O jurista e magistrado brasileiro, que também já exerceu o cargo de ministro do Tribunal Superior do Trabalho, Ives Gandra Martins Filho, apresenta, em relação à ética, uma definição que consideramos bastante interessante e diferente da comumente conhecida e recitada.
Para ele, Ética é uma agrupação de virtudes e capacidades a adquirir e aperfeiçoar, ou seja, uma busca de excelência profissional e, -acrescenta-se-, um ideal que atrai quem a persegue, produzindo efeitos de consideração na esfera de quem a exercita, ao ponto de criar-se uma involuntária promoção social, capaz de elevar a sua apreciação junto de outras pessoas. Para o que se pretende com esta reflexão tem também acolhimento, a teoria que define a Ética como um conjunto interminável e oprimente de deveres e obrigações ou, se tanto, o estudo dos valores que regem a conduta humana subjectiva e social.
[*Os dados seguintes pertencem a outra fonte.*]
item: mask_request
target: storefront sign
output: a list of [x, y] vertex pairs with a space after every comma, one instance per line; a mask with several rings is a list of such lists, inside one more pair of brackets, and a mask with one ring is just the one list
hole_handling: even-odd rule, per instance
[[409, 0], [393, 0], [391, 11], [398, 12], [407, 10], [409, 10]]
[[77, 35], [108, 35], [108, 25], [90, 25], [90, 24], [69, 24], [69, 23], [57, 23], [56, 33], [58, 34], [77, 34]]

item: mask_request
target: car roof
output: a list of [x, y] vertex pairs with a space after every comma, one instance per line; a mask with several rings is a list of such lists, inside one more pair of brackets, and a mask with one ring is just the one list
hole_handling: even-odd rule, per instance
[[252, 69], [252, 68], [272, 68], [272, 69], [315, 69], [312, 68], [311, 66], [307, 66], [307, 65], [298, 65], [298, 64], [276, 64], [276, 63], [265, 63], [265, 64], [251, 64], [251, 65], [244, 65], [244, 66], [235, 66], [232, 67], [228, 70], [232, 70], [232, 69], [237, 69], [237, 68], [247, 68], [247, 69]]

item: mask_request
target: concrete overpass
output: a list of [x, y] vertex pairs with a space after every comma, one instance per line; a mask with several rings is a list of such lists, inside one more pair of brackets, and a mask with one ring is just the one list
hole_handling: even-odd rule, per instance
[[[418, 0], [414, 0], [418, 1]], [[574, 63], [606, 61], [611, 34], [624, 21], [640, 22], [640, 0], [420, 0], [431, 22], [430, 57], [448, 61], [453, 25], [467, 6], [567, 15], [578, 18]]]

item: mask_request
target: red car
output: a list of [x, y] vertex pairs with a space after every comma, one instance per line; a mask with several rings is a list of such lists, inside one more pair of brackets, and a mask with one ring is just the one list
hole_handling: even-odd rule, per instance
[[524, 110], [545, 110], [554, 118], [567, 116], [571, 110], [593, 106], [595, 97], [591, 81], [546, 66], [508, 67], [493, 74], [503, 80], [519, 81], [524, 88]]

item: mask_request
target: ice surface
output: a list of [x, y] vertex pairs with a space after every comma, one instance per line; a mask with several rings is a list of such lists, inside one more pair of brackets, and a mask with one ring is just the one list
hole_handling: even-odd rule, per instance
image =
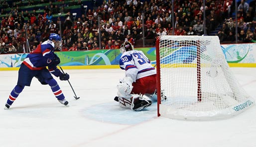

Por alguma outra interpretação, a Ética é um critério existente para julgar as acções que beneficiam ou prejudicam a vida humana neste mundo e nesta sociedade, independentemente da área da sua empregabilidade, sendo a política, a zona de maior perigo, quando o conceito se ajusta ao prejuízo. Vem o intróito a propósito do comportamento que alguns agentes políticos cá do burgo, face a cruzada contra a corrupção, que está a ser levada a cabo pelo Executivo liderado pelo Presidente da República, João Lourenço, que faz do assunto um estandarte do Programa de Governação para o seu primeiro mandato, iniciado em 2017, decidiram-se por uma postura marginal em relação ao processo que, na sua essência, tem algo de elevado patriotismo.
E faz todo o sentido nesta altura em que ainda se vive a ressaca do 4 de Fevereiro, com todo o seu valor histórico assente na necessidade de libertar Angola das masmorras do colonialismo, condenar toda e qualquer outra forma de subjugar os angolanos, como alguns poucos patriotas tentaram fazer ao longo dos últimos anos.
Por inúmeras evidências, passíveis de ser contrapostas em fóruns próprios, longe dos casos levados às barras dos tribunais e dos que estão em vias de lá chegar, os casos despoletados nos últimos dias do ano velho mais recente, são dos que mais motivaram a incursão à questão da ética, que faz o monge desta reflexão.
Antes de prosseguir a abordagem, em jeito de provocação, abrimos parêntesis para indagar a razão do absolutismo que (ainda) se atribui à teoria de que, “na política tudo vale”, ao ponto de se considerar coitada, alguém a quem apenas se está a cobrar o que recebeu por empréstimo de um ente público, sem falar do mau uso do erário.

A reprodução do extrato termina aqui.